Ia mengakui, tidak ada cara teknis mengawetkan pelepah pisang sebelum dianyam, hanya sebatas pengeringan dengan memanfaatkan sinar matahari. Sebenarnya ada cara pengawetan dengan bahan kimia, namun belum dicoba.
Hanya, para pemasok ‘diwajibkan’ setor pelepah pisang yang benar-benar sudah kering. Selama ini tidak ada pemasok yang mengelabuinya dengan setor pelepah masih setengah basah.

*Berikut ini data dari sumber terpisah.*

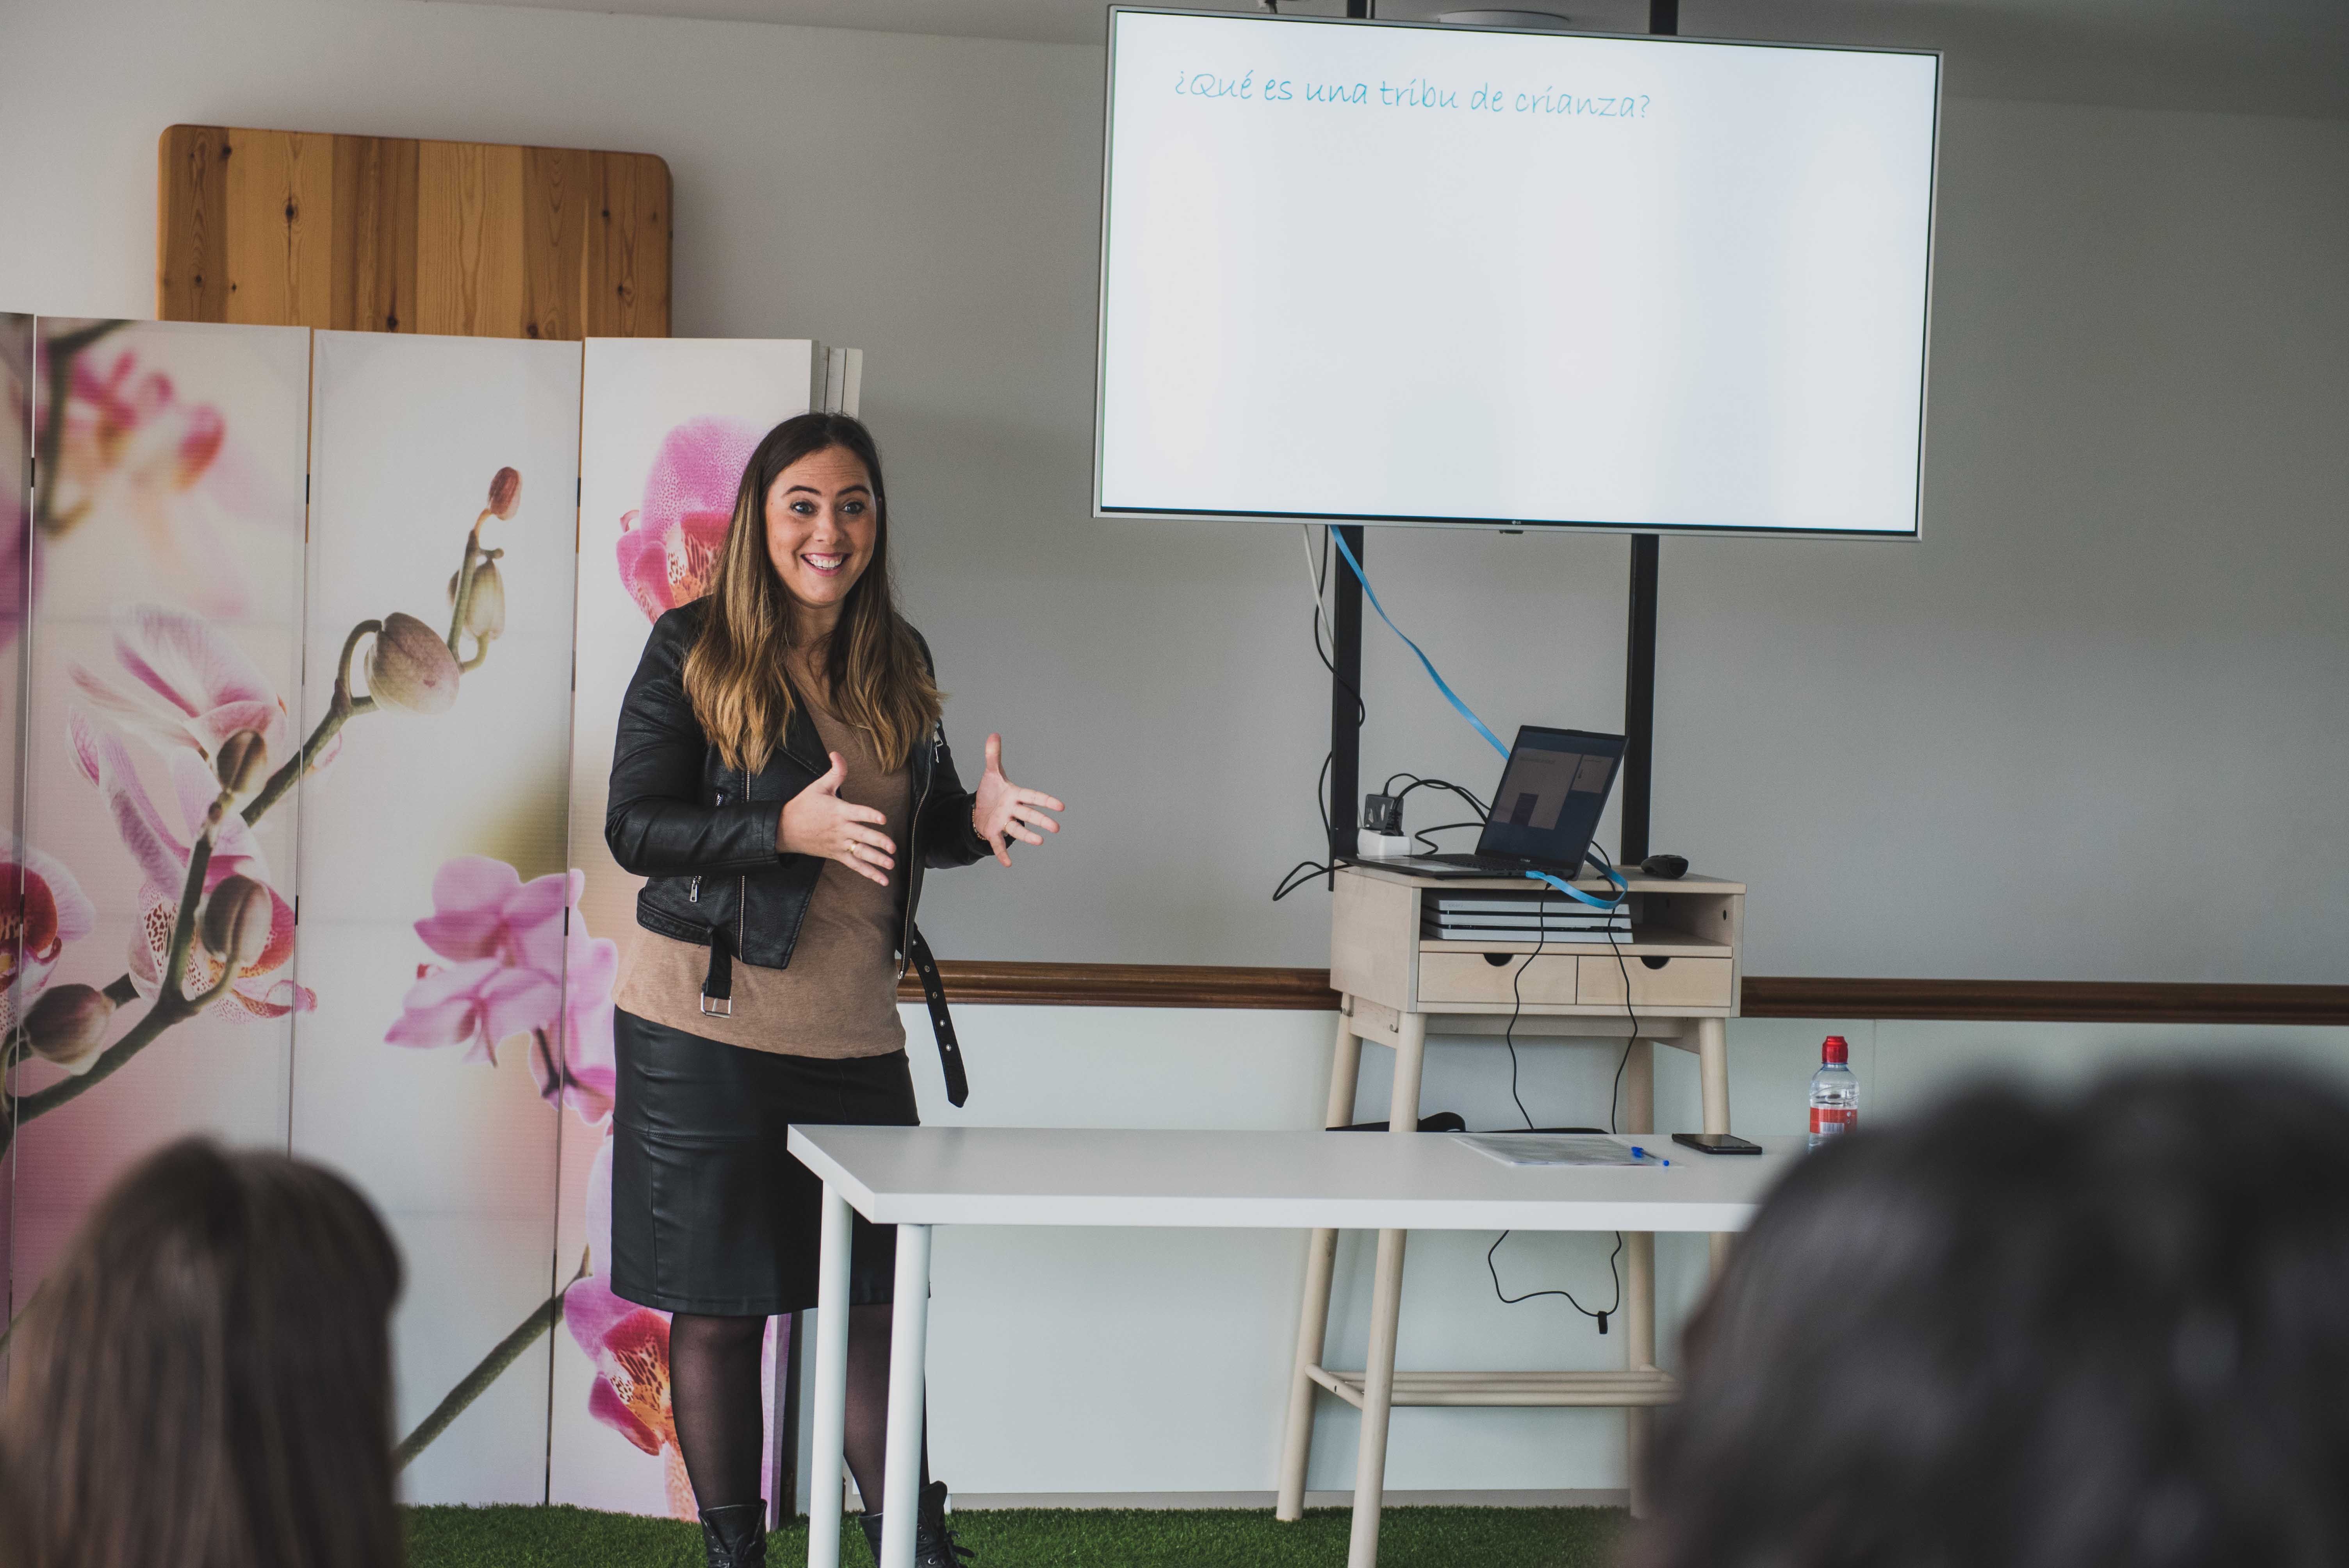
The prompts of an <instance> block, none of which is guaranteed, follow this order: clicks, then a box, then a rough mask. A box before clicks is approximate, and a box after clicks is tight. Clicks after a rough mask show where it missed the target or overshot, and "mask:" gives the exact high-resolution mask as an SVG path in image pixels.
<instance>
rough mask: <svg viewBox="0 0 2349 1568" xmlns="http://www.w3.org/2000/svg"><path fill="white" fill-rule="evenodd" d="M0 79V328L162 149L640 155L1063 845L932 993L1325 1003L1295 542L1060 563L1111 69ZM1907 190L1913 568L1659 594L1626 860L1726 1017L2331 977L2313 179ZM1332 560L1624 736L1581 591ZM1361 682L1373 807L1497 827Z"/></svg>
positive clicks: (1087, 464) (2332, 125) (2189, 119)
mask: <svg viewBox="0 0 2349 1568" xmlns="http://www.w3.org/2000/svg"><path fill="white" fill-rule="evenodd" d="M5 38H7V59H9V61H12V70H9V92H7V94H5V96H0V134H5V136H7V146H12V148H16V150H19V155H16V157H12V160H7V162H5V164H0V214H5V223H7V225H9V242H7V244H5V246H0V303H5V305H9V307H35V310H49V312H120V315H146V312H150V310H153V221H155V216H153V214H155V197H153V190H155V183H153V181H155V136H157V131H160V129H162V127H164V124H171V122H176V120H188V122H230V124H270V127H301V129H343V131H378V134H409V136H465V138H500V141H538V143H561V146H606V148H630V150H651V153H660V155H665V157H667V160H669V167H672V171H674V176H677V315H674V326H677V331H679V333H681V336H686V333H712V336H820V338H827V340H834V343H857V345H864V347H867V350H869V354H871V359H869V364H871V376H869V392H867V413H869V415H871V420H874V425H876V427H879V432H881V437H883V448H886V451H888V453H890V460H893V481H895V502H897V516H900V542H902V577H904V587H907V599H909V606H911V613H914V615H916V620H918V622H921V624H923V627H926V629H928V631H930V641H933V643H935V646H937V650H940V655H942V660H944V676H947V685H949V688H951V692H954V704H951V709H949V721H951V730H954V735H956V737H958V739H961V742H963V751H965V756H968V758H972V765H975V758H977V749H980V746H977V742H980V739H982V737H984V732H987V730H989V728H1001V730H1003V732H1005V735H1008V737H1010V763H1012V777H1022V779H1029V782H1038V784H1045V786H1050V789H1055V791H1057V793H1064V796H1066V798H1069V800H1071V803H1073V810H1071V815H1069V833H1066V838H1064V840H1062V843H1055V845H1052V847H1050V850H1048V852H1036V854H1034V857H1029V859H1031V861H1034V864H1029V866H1022V869H1017V873H1010V876H1005V873H1001V871H989V869H977V871H970V873H963V876H956V878H944V880H940V883H935V892H933V899H935V901H933V904H930V906H928V925H930V932H933V937H935V941H937V948H940V951H942V953H947V955H958V958H1059V960H1163V962H1292V965H1311V962H1320V960H1322V958H1325V941H1322V920H1325V901H1322V894H1318V892H1308V894H1301V897H1297V899H1292V901H1287V904H1280V906H1278V908H1276V906H1271V904H1268V901H1266V892H1268V890H1271V885H1273V878H1276V876H1278V873H1280V869H1285V866H1287V864H1292V861H1297V859H1304V857H1308V854H1313V852H1315V847H1318V824H1315V815H1313V796H1311V789H1313V775H1315V768H1318V763H1320V751H1322V744H1325V739H1322V737H1325V732H1327V699H1325V692H1327V683H1325V676H1322V674H1320V667H1318V664H1315V662H1313V655H1311V648H1308V643H1306V624H1308V610H1306V599H1304V592H1301V575H1299V573H1301V552H1299V547H1297V538H1294V533H1292V530H1287V528H1278V526H1238V523H1229V526H1146V523H1097V521H1092V519H1090V516H1088V500H1085V498H1088V451H1090V448H1088V441H1090V397H1092V291H1095V221H1097V202H1099V153H1097V136H1099V52H1097V49H1085V47H1069V45H1008V42H975V40H947V38H909V35H879V33H846V31H810V28H775V26H759V23H705V21H655V19H630V16H594V14H578V12H545V9H498V7H474V5H418V2H411V0H366V2H350V0H204V2H200V5H160V2H157V0H89V2H85V5H73V7H61V5H45V7H28V5H14V7H12V9H9V12H7V19H5ZM1943 169H1945V183H1943V200H1940V272H1938V298H1936V326H1933V390H1931V453H1929V474H1926V540H1924V542H1921V545H1914V547H1907V545H1865V542H1818V545H1813V542H1783V540H1769V542H1738V540H1689V542H1682V540H1675V542H1670V545H1668V547H1665V552H1663V631H1661V636H1663V655H1661V697H1658V786H1656V845H1658V847H1677V850H1687V852H1691V854H1694V857H1696V859H1701V861H1703V864H1705V866H1708V869H1715V871H1724V873H1736V876H1743V878H1748V880H1750V883H1752V885H1755V899H1752V920H1750V932H1752V969H1755V972H1762V974H1954V976H2067V979H2121V976H2133V979H2243V981H2328V979H2340V976H2342V962H2340V960H2337V958H2335V953H2337V951H2340V946H2342V941H2344V939H2349V908H2344V901H2342V899H2340V897H2337V892H2335V890H2337V887H2340V885H2342V883H2344V880H2349V836H2344V833H2342V807H2340V791H2337V786H2335V777H2337V775H2340V772H2342V768H2344V765H2349V739H2344V737H2349V725H2344V716H2349V707H2344V704H2349V634H2344V631H2342V615H2340V596H2342V587H2340V584H2342V582H2344V580H2349V528H2344V521H2349V519H2344V500H2342V498H2344V495H2349V441H2342V439H2340V432H2342V430H2344V427H2349V291H2344V289H2342V286H2340V284H2342V265H2340V258H2342V256H2344V254H2349V207H2344V204H2342V202H2340V200H2337V192H2340V190H2344V188H2349V124H2344V122H2321V120H2255V117H2229V115H2173V113H2147V110H2114V108H2065V106H2044V103H1987V101H1952V103H1950V113H1947V138H1945V157H1943ZM1365 261H1367V263H1369V265H1377V258H1332V265H1362V263H1365ZM1438 282H1440V279H1412V277H1398V279H1393V284H1395V286H1398V289H1414V286H1431V284H1438ZM1369 556H1372V559H1369V566H1372V570H1374V575H1377V577H1379V582H1381V592H1384V594H1386V599H1388V603H1391V608H1393V610H1395V615H1398V617H1402V620H1405V624H1407V627H1412V629H1414V631H1416V634H1419V636H1421V641H1426V646H1428V648H1431V650H1433V653H1435V657H1438V660H1440V664H1442V667H1445V669H1447V674H1449V676H1452V678H1454V683H1456V685H1459V688H1461V690H1463V692H1466V695H1468V697H1470V702H1475V704H1478V707H1480V709H1482V711H1485V716H1487V721H1492V723H1494V725H1496V728H1506V725H1515V723H1520V721H1555V723H1576V725H1586V728H1609V725H1611V723H1614V721H1616V718H1618V714H1621V695H1618V692H1621V638H1623V631H1621V596H1623V545H1621V542H1618V540H1611V538H1567V540H1557V538H1499V535H1435V533H1416V530H1384V533H1377V535H1374V540H1372V545H1369ZM1367 638H1369V685H1367V690H1369V695H1372V718H1369V730H1367V737H1365V772H1369V775H1372V777H1379V775H1384V772H1386V770H1391V768H1414V770H1421V772H1426V770H1459V775H1461V777H1463V779H1468V782H1470V784H1475V786H1485V784H1489V777H1492V775H1494V758H1492V756H1489V753H1487V751H1485V749H1482V744H1480V742H1478V739H1475V737H1473V735H1470V732H1468V730H1466V728H1463V725H1461V723H1459V721H1456V718H1452V714H1449V711H1447V709H1445V707H1442V704H1440V699H1438V697H1435V695H1433V690H1431V688H1428V685H1426V681H1423V676H1419V671H1416V669H1414V667H1409V664H1407V662H1405V660H1407V655H1402V650H1400V646H1395V643H1393V641H1391V638H1388V636H1386V631H1384V629H1381V627H1377V624H1372V627H1369V631H1367ZM1416 805H1419V800H1414V807H1416ZM1414 819H1416V822H1431V817H1414ZM1440 819H1449V812H1447V815H1445V817H1440Z"/></svg>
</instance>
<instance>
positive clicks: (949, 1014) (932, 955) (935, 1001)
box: [702, 925, 970, 1106]
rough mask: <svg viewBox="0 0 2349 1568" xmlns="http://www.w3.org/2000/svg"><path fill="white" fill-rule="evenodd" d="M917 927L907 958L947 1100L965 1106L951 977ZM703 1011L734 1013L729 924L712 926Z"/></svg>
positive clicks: (718, 1012) (732, 966)
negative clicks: (927, 1015)
mask: <svg viewBox="0 0 2349 1568" xmlns="http://www.w3.org/2000/svg"><path fill="white" fill-rule="evenodd" d="M911 930H914V941H911V948H909V951H907V958H909V960H911V962H914V974H918V976H921V1000H923V1002H926V1005H928V1007H930V1033H935V1035H937V1066H940V1068H942V1070H944V1075H947V1103H949V1106H961V1103H963V1101H968V1099H970V1075H968V1073H963V1047H961V1042H958V1040H956V1038H954V1014H951V1012H947V981H942V979H940V976H937V958H933V955H930V941H928V939H926V937H923V934H921V927H918V925H916V927H911ZM702 1012H705V1014H707V1016H712V1019H731V1016H733V944H728V939H726V927H712V932H709V974H707V976H705V979H702Z"/></svg>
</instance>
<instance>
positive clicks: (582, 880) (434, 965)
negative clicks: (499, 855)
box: [385, 854, 620, 1124]
mask: <svg viewBox="0 0 2349 1568" xmlns="http://www.w3.org/2000/svg"><path fill="white" fill-rule="evenodd" d="M585 887H587V876H585V873H583V871H568V873H550V876H540V878H531V880H529V883H524V880H521V873H519V871H514V869H512V866H507V864H505V861H498V859H489V857H484V854H460V857H458V859H453V861H449V864H444V866H442V869H439V873H437V876H435V878H432V915H428V918H425V920H418V922H416V934H418V937H420V939H423V944H425V946H428V948H432V951H435V953H439V955H442V958H446V960H449V962H446V965H430V962H428V965H418V969H416V984H413V986H411V988H409V995H406V998H404V1002H402V1014H399V1021H395V1023H392V1028H390V1033H385V1040H388V1042H390V1045H411V1047H428V1049H430V1047H444V1045H463V1047H467V1049H465V1059H467V1061H486V1063H491V1066H496V1061H498V1047H500V1045H505V1042H507V1040H517V1038H519V1040H526V1042H529V1047H531V1070H533V1075H536V1077H538V1091H540V1094H543V1096H545V1099H550V1101H557V1103H564V1106H571V1108H573V1110H576V1113H578V1115H580V1120H585V1122H590V1124H594V1122H601V1120H604V1117H606V1115H611V1094H613V1045H611V988H613V979H615V976H618V967H620V948H618V944H613V941H608V939H594V937H590V934H587V920H585V915H583V913H580V911H578V899H580V892H583V890H585ZM566 913H568V920H566ZM566 925H568V934H566V930H564V927H566ZM566 958H568V965H571V1000H568V1005H566V1000H564V986H566V981H564V965H566Z"/></svg>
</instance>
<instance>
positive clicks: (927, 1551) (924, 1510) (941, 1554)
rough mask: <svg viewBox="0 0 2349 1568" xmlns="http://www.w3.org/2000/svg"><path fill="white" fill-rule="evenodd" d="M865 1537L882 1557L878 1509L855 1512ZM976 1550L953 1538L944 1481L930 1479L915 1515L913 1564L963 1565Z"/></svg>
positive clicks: (921, 1565) (922, 1495) (955, 1567)
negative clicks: (859, 1513) (949, 1527)
mask: <svg viewBox="0 0 2349 1568" xmlns="http://www.w3.org/2000/svg"><path fill="white" fill-rule="evenodd" d="M857 1523H860V1526H864V1540H867V1545H871V1549H874V1561H876V1563H879V1561H881V1509H874V1512H871V1514H857ZM972 1556H977V1552H972V1549H970V1547H965V1545H961V1542H958V1540H954V1530H949V1528H947V1483H944V1481H930V1483H928V1486H923V1488H921V1514H918V1516H916V1519H914V1568H963V1563H968V1561H970V1559H972Z"/></svg>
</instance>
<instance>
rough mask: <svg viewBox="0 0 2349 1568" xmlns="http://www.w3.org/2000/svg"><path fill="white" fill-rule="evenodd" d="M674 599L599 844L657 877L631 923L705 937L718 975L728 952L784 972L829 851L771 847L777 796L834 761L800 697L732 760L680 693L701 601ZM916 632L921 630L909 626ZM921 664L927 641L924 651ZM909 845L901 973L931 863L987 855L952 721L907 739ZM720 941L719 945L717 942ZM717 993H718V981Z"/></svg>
mask: <svg viewBox="0 0 2349 1568" xmlns="http://www.w3.org/2000/svg"><path fill="white" fill-rule="evenodd" d="M705 603H707V601H693V603H686V606H679V608H674V610H669V613H667V615H662V617H660V620H658V622H653V636H651V641H646V646H644V660H639V662H637V676H634V678H632V681H630V683H627V697H625V699H622V704H620V735H618V742H615V744H613V753H611V803H608V805H606V810H604V843H606V845H611V857H613V859H615V861H620V869H622V871H632V873H637V876H644V878H651V880H646V885H644V890H641V892H639V894H637V922H639V925H644V927H646V930H653V932H660V934H662V937H677V939H681V941H693V944H700V946H712V948H714V951H712V972H714V974H716V972H719V969H721V967H723V951H726V948H731V951H733V955H735V958H740V960H742V962H752V965H761V967H766V969H785V967H789V962H792V944H794V941H796V939H799V922H801V920H803V918H806V913H808V897H810V894H813V892H815V878H817V873H822V869H824V861H822V859H820V857H815V854H785V852H780V850H778V847H775V822H778V815H780V812H782V803H785V800H789V798H792V796H796V793H799V791H803V789H806V786H808V784H813V782H815V779H817V777H822V775H824V772H827V770H829V765H832V763H829V758H827V756H824V742H822V737H820V735H817V732H815V721H813V718H808V709H806V707H803V704H801V707H794V709H792V721H789V725H787V728H785V732H782V746H778V749H775V751H773V753H770V756H768V761H766V768H761V770H759V772H754V775H749V772H745V770H740V768H728V765H726V763H723V758H721V756H719V751H716V746H712V744H709V737H707V735H702V728H700V723H695V718H693V704H691V702H688V699H686V685H684V667H686V650H688V648H691V646H693V638H695V636H698V634H700V624H702V606H705ZM916 638H918V634H916ZM921 655H923V660H928V657H930V646H928V643H923V648H921ZM909 770H911V775H914V779H911V782H914V815H911V833H909V838H911V843H907V845H897V864H900V866H904V869H907V873H904V878H902V880H900V883H897V899H900V911H897V953H895V958H897V972H900V974H904V962H907V958H909V955H911V953H914V941H916V932H914V906H916V904H918V901H921V873H923V869H928V866H968V864H972V861H975V859H980V857H984V854H989V852H991V850H989V845H987V840H984V838H980V833H977V829H975V826H972V824H970V805H972V798H970V791H968V789H963V782H961V779H958V777H956V775H954V753H949V751H947V730H944V725H940V728H937V730H935V732H933V735H930V739H928V744H921V746H916V749H914V756H911V761H909ZM714 937H716V941H714ZM712 995H723V991H712Z"/></svg>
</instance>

”Dari awal saya tekankan kalau masih belum kering betul akan saya kembalikan,” tegas bapak dua putra ini. Selain pelepah kering, untuk pengawetan biasanya disemprot dengan milamin untuk menghasilkan tas agar tahan jamur dan mengkilat.

Penggajian pada pekerja secara borongan, atau tergantung dari jumlah yang mereka kerjakan. Dengan harga tas bervariasi mulai Rp 15.000 hingga Rp 70.000, saat ini omzet yang berhasil dikantongi rata–rata mencapai Rp 20 juta per bulan.

Tas–tas cantik produksi Pengaron Craft hingga kini belum dipasarkan ke mancanegara. Pasalnya, Romli masih fokus memenuhi pesanan domestik. Hasil kerajinannya 70 persen di kirim ke Bali, selebihnya ke Bandung, Tarakan, Kalimantan dan Surabaya.